Do I absolutely need to call ReleaseComObject on every MSHTML object?
Asked Answered
S

2

7

I'm using MSHTML with a WebBrowser control because it gives me access to things the WebBrowser doesn't such as text nodes. I've seen several posts here and on the web where people say you must call ReleaseComObject for every COM object you reference. So, say I do this:

var doc = myBrowser.Document.DomDocument as IHTMLDocument2;

Do I need to release doc? How body in this code:

var body = (myBrowser.Document.DomDocument as IHTMLDocument2).body;

Aren't these objects wrapped by a RCW that would release them as soon as there are no more references to them? If not, would it be a good idea to create a wrapper for each of them with a finalizer (instead of using Dispose) that would release them as soon as the garbage collector kicks in (such that I don't need to worry about manually disposing them)?

The thing is, my application has a memory leak and I believe is related to this. According to ANTS memory profiler, one of the functions (among many others that happen to use MSHTML objects) that is holding a reference to a bunch of Microsoft.CSharp.RuntimeBinder.Semantics.LocalVariableSymbol objects which are on the top list of objects using memory in Generation 2 is this one:

internal static string GetAttribute(this IHTMLDOMNode element, string name)
{
    var attribute = element.IsHTMLElement() ? ((IHTMLElement)element).getAttribute(name) : null;
    if (attribute != null) return attribute.ToString();
    return "";
}

Not sure what's wrong here since attribute is just a string.

Here is another function that is shown on the ANTS profiler's Instance Retention Graph (I added a bunch of FinalReleaseComObjects but is still shown):

private void InjectFunction(IHTMLDocument2 document)
{
    if (null == Document) throw new Exception("Cannot access current document's HTML or document is not an HTML.");

    try
    {
        IHTMLDocument3 doc3 = document as IHTMLDocument3;
        IHTMLElementCollection collection = doc3.getElementsByTagName("head");
        IHTMLDOMNode head = collection.item(0);
        IHTMLElement scriptElement = document.createElement("script");
        IHTMLScriptElement script = (IHTMLScriptElement)scriptElement;
        IHTMLDOMNode scriptNode = (IHTMLDOMNode)scriptElement;
        script.text = CurrentFuncs;
        head.AppendChild(scriptNode);
        if (Document.InvokeScript(CurrentTestFuncName) == null) throw new Exception("Cannot inject Javascript code right now.");
        Marshal.FinalReleaseComObject(scriptNode);
        Marshal.FinalReleaseComObject(script);
        Marshal.FinalReleaseComObject(scriptElement);
        Marshal.FinalReleaseComObject(head);
        Marshal.FinalReleaseComObject(collection);
        //Marshal.FinalReleaseComObject(doc3);
    }
    catch (Exception ex)
    {
        throw ex;
    }
}

I added the ReleaseComObject but the function seems to still be holding a reference to something.
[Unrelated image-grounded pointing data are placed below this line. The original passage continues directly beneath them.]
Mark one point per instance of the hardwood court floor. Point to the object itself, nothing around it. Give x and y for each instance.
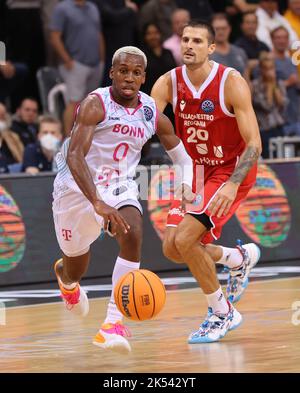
(45, 338)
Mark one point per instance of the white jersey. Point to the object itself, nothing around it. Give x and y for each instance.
(117, 142)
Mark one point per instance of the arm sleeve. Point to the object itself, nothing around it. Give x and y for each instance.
(57, 22)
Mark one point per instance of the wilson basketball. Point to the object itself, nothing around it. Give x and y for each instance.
(140, 295)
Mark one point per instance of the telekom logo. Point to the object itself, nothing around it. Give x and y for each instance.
(67, 234)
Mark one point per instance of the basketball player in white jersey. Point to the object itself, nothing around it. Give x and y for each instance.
(94, 187)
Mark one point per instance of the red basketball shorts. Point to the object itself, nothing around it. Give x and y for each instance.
(211, 186)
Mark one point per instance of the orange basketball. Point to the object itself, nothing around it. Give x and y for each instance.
(140, 295)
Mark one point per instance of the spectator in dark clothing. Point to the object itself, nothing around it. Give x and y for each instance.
(199, 9)
(77, 38)
(226, 53)
(25, 121)
(11, 147)
(249, 42)
(119, 25)
(3, 164)
(269, 101)
(289, 74)
(12, 79)
(160, 60)
(39, 156)
(158, 12)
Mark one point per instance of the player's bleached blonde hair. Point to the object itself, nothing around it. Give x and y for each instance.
(130, 50)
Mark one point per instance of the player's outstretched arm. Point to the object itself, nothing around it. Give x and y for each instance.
(162, 91)
(89, 115)
(241, 102)
(238, 98)
(176, 151)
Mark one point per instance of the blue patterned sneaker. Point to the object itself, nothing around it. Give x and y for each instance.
(238, 278)
(216, 326)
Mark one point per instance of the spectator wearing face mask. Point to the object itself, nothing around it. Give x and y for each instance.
(11, 147)
(39, 156)
(25, 121)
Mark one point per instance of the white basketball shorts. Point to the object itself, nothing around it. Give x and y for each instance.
(77, 225)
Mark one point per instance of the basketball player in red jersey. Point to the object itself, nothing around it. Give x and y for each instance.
(216, 122)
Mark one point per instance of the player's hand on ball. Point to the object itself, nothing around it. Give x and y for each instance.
(113, 221)
(223, 200)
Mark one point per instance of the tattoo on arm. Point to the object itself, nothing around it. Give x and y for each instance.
(248, 159)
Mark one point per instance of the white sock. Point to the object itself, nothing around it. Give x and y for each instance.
(122, 266)
(68, 287)
(231, 257)
(218, 302)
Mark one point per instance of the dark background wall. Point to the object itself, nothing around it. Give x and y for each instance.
(33, 195)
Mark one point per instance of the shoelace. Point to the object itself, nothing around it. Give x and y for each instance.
(121, 330)
(71, 299)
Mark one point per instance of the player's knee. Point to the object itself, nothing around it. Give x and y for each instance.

Here is how my function looks like now:

private void InjectFunction(IHTMLDocument2 document)
{
    if (null == Document) throw new Exception("Cannot access current document's HTML or document is not an HTML.");

    try
    {
        IHTMLDocument3 doc3 = document as IHTMLDocument3;
        IHTMLElementCollection collection = doc3.getElementsByTagName("head");
        IHTMLDOMNode head = collection.item(0);
        IHTMLElement scriptElement = document.createElement("script");
        IHTMLScriptElement script = (IHTMLScriptElement)scriptElement;
        IHTMLDOMNode scriptNode = (IHTMLDOMNode)scriptElement;
        script.text = CurrentFuncs;
        head.AppendChild(scriptNode);
        if (Document.InvokeScript(CurrentTestFuncName) == null) throw new Exception("Cannot inject Javascript code right now.");
        Marshal.FinalReleaseComObject(scriptNode);
        Marshal.FinalReleaseComObject(script);
        Marshal.FinalReleaseComObject(scriptElement);
        Marshal.FinalReleaseComObject(head);
        Marshal.FinalReleaseComObject(collection);
        Marshal.ReleaseComObject(doc3);
    }
    catch (Exception ex)
    {
        MessageBox.Show("Couldn't release!");
        throw ex;
    }
}

The MessageBox.Show("Couldn't release!"); line is never hit so I assume everything is been released properly. Here is what ANTS shows:

ANTS memory profiler screenshot

I have no idea what that site container thing is.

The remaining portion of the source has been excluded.